木構造建築研究所 田原

地盤の問題による被害

仙台市太白区緑が丘4丁目のある北側斜面において、宅地造成部分が被害を受け地盤がずれ、土留め部分の石積み擁壁やRC擁壁が破壊された。

写真の通り、宅地内だけの対策をしたところで斜面地の地域全体が地すべりを起こすと、個々の宅地補強では対応することは難しい。

上記のようなふるい石積みではなく比較的新しいRCL型擁壁の被害だが、写真の通り、擁壁の高さが違うので、その擁壁の大きさおよび応力が違うため、タイプを変えているところのEXP.Jのところで縁が切れているためこのようにずれが生じた。

このようなことは本来ならば基礎や壁も高さが違うからといってそれぞれのタイプで評価しているため分割して個々の評価として見ているが、このような地すべりが発生した場合には、せめて壁だけでも一体化した方がよかったのかもしれない。(法規的に可能であれば)
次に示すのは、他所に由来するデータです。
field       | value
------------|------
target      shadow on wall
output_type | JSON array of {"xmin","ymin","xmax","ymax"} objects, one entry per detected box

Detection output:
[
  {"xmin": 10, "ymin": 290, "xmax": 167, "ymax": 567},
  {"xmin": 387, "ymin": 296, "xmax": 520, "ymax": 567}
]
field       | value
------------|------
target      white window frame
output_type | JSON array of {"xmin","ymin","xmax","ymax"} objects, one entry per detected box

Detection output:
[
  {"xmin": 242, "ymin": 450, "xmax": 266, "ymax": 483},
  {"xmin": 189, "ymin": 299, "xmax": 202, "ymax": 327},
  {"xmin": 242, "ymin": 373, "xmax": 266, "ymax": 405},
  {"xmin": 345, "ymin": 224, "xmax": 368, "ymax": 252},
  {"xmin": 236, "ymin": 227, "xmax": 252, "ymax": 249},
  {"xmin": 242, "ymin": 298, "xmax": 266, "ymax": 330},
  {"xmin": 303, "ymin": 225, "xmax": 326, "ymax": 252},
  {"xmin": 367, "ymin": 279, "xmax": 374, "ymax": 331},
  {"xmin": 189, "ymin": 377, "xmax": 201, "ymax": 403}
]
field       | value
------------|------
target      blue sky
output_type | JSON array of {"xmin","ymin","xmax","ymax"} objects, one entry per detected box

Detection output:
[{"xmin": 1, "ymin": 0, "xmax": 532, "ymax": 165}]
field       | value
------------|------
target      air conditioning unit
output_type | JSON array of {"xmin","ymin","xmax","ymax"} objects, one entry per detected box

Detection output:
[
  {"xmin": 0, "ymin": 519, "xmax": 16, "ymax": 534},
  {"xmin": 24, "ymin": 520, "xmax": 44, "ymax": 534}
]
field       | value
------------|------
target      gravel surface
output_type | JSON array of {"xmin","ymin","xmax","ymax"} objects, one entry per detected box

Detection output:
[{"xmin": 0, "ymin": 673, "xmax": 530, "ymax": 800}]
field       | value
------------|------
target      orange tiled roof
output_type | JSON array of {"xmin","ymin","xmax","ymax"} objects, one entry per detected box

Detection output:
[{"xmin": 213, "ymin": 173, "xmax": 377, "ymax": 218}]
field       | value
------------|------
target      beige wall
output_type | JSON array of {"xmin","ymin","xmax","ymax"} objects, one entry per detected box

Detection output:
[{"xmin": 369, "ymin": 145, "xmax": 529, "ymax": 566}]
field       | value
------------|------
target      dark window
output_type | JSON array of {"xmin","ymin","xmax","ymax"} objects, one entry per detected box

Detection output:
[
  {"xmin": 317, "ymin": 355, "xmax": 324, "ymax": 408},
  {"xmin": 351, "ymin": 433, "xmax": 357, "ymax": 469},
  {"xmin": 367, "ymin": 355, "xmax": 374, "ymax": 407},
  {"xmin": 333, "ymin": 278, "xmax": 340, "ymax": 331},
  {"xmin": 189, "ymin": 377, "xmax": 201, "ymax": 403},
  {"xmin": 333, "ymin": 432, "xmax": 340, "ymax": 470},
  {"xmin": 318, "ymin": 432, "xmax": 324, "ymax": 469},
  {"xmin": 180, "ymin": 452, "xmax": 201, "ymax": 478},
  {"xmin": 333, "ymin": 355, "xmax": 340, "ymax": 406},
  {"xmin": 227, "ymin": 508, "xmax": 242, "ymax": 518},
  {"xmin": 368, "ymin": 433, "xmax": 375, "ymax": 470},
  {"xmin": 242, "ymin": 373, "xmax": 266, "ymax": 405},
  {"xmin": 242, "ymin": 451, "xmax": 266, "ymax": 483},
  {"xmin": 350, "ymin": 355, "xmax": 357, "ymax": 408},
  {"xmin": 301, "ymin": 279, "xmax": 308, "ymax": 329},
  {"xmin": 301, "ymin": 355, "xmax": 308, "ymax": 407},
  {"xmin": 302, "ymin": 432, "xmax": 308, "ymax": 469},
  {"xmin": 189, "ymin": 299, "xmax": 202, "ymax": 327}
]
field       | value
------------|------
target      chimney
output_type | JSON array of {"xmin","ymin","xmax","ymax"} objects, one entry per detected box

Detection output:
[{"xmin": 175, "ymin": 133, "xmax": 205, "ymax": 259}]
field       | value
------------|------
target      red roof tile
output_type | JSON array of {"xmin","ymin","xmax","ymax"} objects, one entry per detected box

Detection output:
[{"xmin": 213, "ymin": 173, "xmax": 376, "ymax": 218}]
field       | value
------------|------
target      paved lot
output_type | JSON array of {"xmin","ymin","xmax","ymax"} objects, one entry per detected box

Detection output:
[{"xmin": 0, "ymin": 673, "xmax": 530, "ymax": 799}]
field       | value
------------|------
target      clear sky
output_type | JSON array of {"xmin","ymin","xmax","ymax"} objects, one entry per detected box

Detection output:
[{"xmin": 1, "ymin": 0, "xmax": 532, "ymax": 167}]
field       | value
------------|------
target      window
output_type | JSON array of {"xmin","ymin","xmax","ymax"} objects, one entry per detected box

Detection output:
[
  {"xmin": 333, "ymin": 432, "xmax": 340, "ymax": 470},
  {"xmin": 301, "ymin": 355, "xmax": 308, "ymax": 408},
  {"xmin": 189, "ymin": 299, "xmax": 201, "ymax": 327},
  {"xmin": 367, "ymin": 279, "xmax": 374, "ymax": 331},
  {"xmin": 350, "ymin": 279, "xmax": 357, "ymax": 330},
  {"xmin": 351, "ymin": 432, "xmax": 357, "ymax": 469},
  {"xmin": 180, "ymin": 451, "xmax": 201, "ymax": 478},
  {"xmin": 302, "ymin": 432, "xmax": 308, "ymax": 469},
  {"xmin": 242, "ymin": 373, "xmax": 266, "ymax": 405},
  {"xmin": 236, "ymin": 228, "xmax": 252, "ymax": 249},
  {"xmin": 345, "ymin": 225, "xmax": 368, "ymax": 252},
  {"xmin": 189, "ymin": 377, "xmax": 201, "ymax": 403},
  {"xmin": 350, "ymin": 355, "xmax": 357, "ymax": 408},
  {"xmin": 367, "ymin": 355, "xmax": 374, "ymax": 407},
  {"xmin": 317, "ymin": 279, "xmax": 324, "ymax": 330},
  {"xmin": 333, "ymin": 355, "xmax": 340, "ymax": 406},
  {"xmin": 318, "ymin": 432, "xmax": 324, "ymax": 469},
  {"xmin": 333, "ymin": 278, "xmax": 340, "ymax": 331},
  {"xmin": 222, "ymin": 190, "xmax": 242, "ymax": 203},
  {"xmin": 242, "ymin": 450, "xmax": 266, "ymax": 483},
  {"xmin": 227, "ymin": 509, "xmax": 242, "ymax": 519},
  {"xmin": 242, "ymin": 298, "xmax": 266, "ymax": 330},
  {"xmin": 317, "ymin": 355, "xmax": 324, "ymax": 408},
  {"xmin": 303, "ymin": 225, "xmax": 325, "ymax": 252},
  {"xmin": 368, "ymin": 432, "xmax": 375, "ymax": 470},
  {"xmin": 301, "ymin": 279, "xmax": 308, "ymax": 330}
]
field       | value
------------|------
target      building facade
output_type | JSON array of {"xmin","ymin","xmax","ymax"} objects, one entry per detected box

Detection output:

一方、この丘の南側の3丁目は78年の『宮県沖地震』で地盤が地すべりし大きな被害を受けた経緯があり、地震後大規模な地すべり対策や造成部分の補強がなされ今回の地震ではほとんど無被害であった。

北側の斜面の地すべり被害に比べて、ほとんど被害は見受けられない。かなり高い石積み擁壁ではあるが、きちんと対策をしていれば被害は軽減されると思われる。